Skip to content
Pablo Rodriguez

Softmax Lab

Optional Lab
  • Softmax function is used in:
  • Softmax Regression
  • Neural Networks when solving Multiclass Classification problems
  • Converts linear outputs into a probability distribution
Mathematical Foundation
  • In both softmax regression and neural networks with softmax outputs:

  • N outputs are generated

  • One output is selected as the predicted category

  • Vector z is generated by a linear function then passed to softmax

  • Softmax function:

  • Converts z into a probability distribution

  • Each output will be between 0 and 1

  • All outputs sum to 1

  • Larger inputs correspond to larger output probabilities

  • Mathematical formula:

  • a_j = e^(z_j) / Σ(e^(z_k)) for k=1 to N

  • Vector form interpretation:

  • Output a(x) is a vector of probabilities:

    • P(y=1|x;w,b)
    • P(y=N|x;w,b)
Softmax Implementation
def my_softmax(z):
ez = np.exp(z) #element-wise exponential
sm = ez/np.sum(ez)
return(sm)
  • The exponential in the numerator magnifies small differences in values
  • Output values sum to one
  • Softmax spans all outputs - a change in one input (z0) changes all output values (a0-a3)
  • Different from ReLU or Sigmoid which have single input and single output
Cross-Entropy Loss
  • Cross-entropy loss function:

  • L(a,y) = -log(a_y) where y is the target category

  • Only the probability of the correct class contributes to the loss

  • Complete cost function (over all examples):

  • J(w,b) = -1/m [ ΣΣ 1{y^(i)==j} log(e^(z_j^(i))/Σ(e^(z_k^(i)))) ]

  • m is number of examples

  • N is number of outputs

  • This is the average of all losses

Two Approaches
Standard Implementation
model = Sequential([
Dense(25, activation = 'relu'),
Dense(15, activation = 'relu'),
Dense(4, activation = 'softmax') # softmax activation here
])
model.compile(
loss=tf.keras.losses.SparseCategoricalCrossentropy(),
optimizer=tf.keras.optimizers.Adam(0.001),
)
  • Softmax is an activation in the final Dense layer
  • Loss function (SparseCategoricalCrossentropy) specified separately
  • Model output is a vector of probabilities
Preferred Implementation
preferred_model = Sequential([
Dense(25, activation = 'relu'),
Dense(15, activation = 'relu'),
Dense(4, activation = 'linear') # No activation here
])
preferred_model.compile(
loss=tf.keras.losses.SparseCategoricalCrossentropy(from_logits=True), # Note the from_logits=True
optimizer=tf.keras.optimizers.Adam(0.001),
)
Important Distinction
  • In the preferred model, outputs are not probabilities

  • Values can range from large negative to large positive numbers

  • These raw outputs are called “logits”

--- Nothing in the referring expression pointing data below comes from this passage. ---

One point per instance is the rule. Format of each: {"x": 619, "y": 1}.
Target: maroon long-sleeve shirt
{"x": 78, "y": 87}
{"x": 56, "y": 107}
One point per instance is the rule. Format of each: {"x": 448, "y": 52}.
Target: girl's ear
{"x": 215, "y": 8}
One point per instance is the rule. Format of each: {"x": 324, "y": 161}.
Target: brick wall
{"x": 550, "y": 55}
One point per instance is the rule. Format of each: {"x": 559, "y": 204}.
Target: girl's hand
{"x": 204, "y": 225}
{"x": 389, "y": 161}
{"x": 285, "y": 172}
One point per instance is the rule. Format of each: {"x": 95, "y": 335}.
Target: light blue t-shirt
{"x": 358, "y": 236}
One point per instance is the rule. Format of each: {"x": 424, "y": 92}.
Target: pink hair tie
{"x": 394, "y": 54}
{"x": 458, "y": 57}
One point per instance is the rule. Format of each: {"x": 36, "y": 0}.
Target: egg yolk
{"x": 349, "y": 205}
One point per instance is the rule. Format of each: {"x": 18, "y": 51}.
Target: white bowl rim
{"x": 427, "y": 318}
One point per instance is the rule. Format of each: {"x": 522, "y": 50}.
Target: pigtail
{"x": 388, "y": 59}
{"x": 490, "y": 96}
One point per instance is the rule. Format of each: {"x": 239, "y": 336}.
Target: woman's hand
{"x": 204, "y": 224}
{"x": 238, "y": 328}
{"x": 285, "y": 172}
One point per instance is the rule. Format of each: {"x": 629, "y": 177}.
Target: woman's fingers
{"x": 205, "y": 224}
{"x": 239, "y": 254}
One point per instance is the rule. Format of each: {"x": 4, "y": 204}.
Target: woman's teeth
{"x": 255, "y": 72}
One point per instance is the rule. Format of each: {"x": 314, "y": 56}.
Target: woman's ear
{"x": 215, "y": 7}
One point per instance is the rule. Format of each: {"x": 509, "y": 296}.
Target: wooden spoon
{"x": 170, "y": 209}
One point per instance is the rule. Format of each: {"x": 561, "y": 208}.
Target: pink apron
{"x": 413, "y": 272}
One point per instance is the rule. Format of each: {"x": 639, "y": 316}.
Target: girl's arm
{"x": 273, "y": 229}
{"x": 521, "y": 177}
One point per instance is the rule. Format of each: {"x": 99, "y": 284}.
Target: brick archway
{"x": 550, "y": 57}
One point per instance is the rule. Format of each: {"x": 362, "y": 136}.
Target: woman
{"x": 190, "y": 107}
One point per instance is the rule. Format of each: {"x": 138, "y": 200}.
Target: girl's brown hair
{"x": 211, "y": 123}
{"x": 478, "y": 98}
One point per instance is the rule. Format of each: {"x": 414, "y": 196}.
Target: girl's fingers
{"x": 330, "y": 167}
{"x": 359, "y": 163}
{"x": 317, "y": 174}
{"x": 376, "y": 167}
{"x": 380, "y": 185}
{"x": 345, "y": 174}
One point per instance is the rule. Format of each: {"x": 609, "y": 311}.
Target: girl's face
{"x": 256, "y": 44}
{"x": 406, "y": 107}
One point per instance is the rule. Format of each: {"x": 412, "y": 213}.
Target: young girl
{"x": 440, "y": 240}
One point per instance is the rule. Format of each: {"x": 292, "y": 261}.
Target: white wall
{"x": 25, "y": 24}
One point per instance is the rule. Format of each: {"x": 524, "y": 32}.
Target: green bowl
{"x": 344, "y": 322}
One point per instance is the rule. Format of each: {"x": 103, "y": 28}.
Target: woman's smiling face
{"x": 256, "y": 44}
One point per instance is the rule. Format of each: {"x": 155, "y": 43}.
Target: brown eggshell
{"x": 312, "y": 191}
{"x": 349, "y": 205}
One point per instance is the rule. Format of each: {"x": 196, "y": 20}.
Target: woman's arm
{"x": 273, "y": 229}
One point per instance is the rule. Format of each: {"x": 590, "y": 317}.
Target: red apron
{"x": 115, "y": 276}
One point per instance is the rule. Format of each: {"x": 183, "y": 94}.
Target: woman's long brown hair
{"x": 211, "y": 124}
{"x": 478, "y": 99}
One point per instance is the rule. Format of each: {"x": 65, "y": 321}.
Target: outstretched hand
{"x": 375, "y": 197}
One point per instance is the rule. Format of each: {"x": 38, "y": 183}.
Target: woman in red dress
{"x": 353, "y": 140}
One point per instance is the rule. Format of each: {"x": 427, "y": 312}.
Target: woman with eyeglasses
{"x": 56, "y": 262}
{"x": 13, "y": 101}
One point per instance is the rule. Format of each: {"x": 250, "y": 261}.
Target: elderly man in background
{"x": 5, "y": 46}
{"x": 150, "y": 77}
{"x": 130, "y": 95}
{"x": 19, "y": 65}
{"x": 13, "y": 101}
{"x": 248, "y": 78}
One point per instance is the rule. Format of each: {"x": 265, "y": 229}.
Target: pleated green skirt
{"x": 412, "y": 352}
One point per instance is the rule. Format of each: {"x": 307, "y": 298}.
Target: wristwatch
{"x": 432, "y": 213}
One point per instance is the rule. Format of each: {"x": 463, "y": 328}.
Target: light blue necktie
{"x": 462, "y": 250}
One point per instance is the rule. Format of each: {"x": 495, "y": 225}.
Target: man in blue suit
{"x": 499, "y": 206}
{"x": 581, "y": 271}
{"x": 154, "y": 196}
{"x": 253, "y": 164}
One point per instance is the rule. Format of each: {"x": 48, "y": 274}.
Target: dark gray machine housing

  • To get probabilities during prediction:

  • Pass outputs through tf.nn.softmax()

Converting Logits to Probabilities
p_preferred = preferred_model.predict(X_train)
sm_preferred = tf.nn.softmax(p_preferred).numpy()
  • To simply get the predicted category:
  • Use np.argmax() directly on the logits
  • Softmax is monotonic, so argmax gives same result with or without softmax
Getting Predicted Categories
for i in range(5):
print(f"{p_preferred[i]}, category: {np.argmax(p_preferred[i])}")

SparseCategoricalCrossentropy vs CategoricalCrossEntropy

Section titled “SparseCategoricalCrossentropy vs CategoricalCrossEntropy”

SparseCategoricalCrossentropy

  • Expects target to be an integer corresponding to the index
  • Example: For 10 potential classes, y would be between 0 and 9

CategoricalCrossEntropy

  • Expects target to be one-hot encoded
  • Example: For 10 potential classes, target of class 2 would be [0,0,1,0,0,0,0,0,0,0]

The softmax function transforms linear outputs into a probability distribution, enabling neural networks to perform multiclass classification. While the standard implementation puts softmax in the output layer, the preferred implementation uses linear activation with from_logits=True for numerical stability. Unlike other activation functions, softmax spans multiple outputs, making it uniquely suited for classification problems with multiple possible categories.